JP2022131715A - Silver ion detection reagent - Google Patents

Abstract

To provide a silver ion detection reagent, a method for detecting silver ions, and a method for quantifying silver ions.SOLUTION: A silver ion detection reagent contains dithizone, a pH adjuster, and an organic solvent. A method for detecting silver ions present inside or on a surface of a detection target includes the steps of: contacting the silver ion detection reagent with the detection target; and determining presence or absence of coloration of the silver ion detection reagent after the contacting step. A method for quantifying silver ions present inside or on a surface of a detection target includes the steps of: contacting the silver ion detection reagent with the detection target to color the silver ion detection reagent; and determining a state of coloration of the silver ion detection reagent after the coloring step.SELECTED DRAWING: None

Description

The present invention relates to a reagent for detecting silver ions, a method for detecting silver ions, and a method for quantifying silver ions.

Since silver ions have antibacterial and bactericidal effects, they are used in various daily necessities.
As a method for detecting or quantifying silver ions, a method using a color reaction between dithizone and silver ions is known (Patent Documents 1 and 2 and Non-Patent Documents 1 and 2).

JP 2003-277956 A JP-A-6-186222

Shigeo Hara, "Colorimetric Determination of Silver by Dithizone", Analytical Chemistry, Japan Society for Analytical Chemistry, 1958, Vol. 7, No. 3, p. 142-147 Masao Kawabata, et al., "Absorbance Determination of Trace Silver Using Dithizone", Analytical Chemistry, Japan Society for Analytical Chemistry, 1962, Vol. 11, No. 10, p. 1017-1020

However, the methods disclosed in Patent Literature 1, Non-Patent Literature 1, and Non-Patent Literature 2 require a spectrophotometer to detect silver ions. In addition, there is a problem that silver ions cannot be easily detected or quantified by non-experts.
In addition, the detection method disclosed in Patent Document 2 requires that the silver-collected waste liquid be passed through a dithizone-carrying part made of a porous substance, etc. There is a problem that it is difficult to apply to an installed object such as

Accordingly, an object of the present invention is to provide a reagent that can easily detect silver ions.

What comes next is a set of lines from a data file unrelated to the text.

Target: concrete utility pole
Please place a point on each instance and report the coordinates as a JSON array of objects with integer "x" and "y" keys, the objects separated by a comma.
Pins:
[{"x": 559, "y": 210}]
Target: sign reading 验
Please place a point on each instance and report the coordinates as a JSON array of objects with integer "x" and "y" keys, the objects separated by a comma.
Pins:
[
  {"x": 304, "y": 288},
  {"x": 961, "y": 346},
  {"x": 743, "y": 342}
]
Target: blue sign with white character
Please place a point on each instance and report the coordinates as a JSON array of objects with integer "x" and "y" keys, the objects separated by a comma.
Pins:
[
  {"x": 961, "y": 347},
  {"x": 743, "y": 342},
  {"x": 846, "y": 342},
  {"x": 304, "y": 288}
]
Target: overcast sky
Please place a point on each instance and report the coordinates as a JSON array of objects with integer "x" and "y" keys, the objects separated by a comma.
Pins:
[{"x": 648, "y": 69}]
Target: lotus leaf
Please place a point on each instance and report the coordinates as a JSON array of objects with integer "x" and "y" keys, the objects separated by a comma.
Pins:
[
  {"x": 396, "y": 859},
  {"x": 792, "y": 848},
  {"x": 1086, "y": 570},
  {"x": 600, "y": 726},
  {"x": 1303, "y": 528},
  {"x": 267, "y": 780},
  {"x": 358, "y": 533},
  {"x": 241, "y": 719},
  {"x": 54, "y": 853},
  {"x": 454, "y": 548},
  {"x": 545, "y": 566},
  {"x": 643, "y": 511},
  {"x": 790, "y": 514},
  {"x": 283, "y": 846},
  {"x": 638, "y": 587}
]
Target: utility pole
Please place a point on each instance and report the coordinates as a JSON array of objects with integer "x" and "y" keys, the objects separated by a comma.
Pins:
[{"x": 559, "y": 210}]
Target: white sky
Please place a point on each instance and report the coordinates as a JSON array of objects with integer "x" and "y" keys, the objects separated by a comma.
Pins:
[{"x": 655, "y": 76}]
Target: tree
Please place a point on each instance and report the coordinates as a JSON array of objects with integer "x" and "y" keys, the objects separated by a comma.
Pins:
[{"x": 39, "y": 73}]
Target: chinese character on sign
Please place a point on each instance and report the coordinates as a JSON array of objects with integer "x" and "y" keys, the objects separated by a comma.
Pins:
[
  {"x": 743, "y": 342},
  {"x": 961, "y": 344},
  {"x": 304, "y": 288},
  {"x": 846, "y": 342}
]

Another object of the present invention is to provide a simple method for detecting and quantifying silver ions.

In order to solve the above problems, as a result of intensive studies, the present inventors found that by using a pH adjuster in a silver ion detection reagent containing dithizone and an organic solvent, the resin content contained in the detection target and the detection target The present inventors have found that discoloration of the detection reagent due to pH change of the detection reagent caused by stains adhering to the surface of the membrane is suppressed, and completed the present invention.

Thus, the present invention provides a silver ion detection reagent comprising dithizone, a pH adjuster and an organic solvent.
The pH adjuster is preferably one or more selected from the group consisting of phosphoric acid, carbonic acid, an organic acid having a carboxyl group, and salts thereof.
The organic solvent is preferably one or more alcohols selected from the group consisting of methanol, ethanol, propanol, isopropanol and butanol.
The concentration of the pH adjuster is preferably 7 mM or more and 30 mM or less.
The mass of the pH adjuster is preferably 50 to 200 times the mass of the dithizone.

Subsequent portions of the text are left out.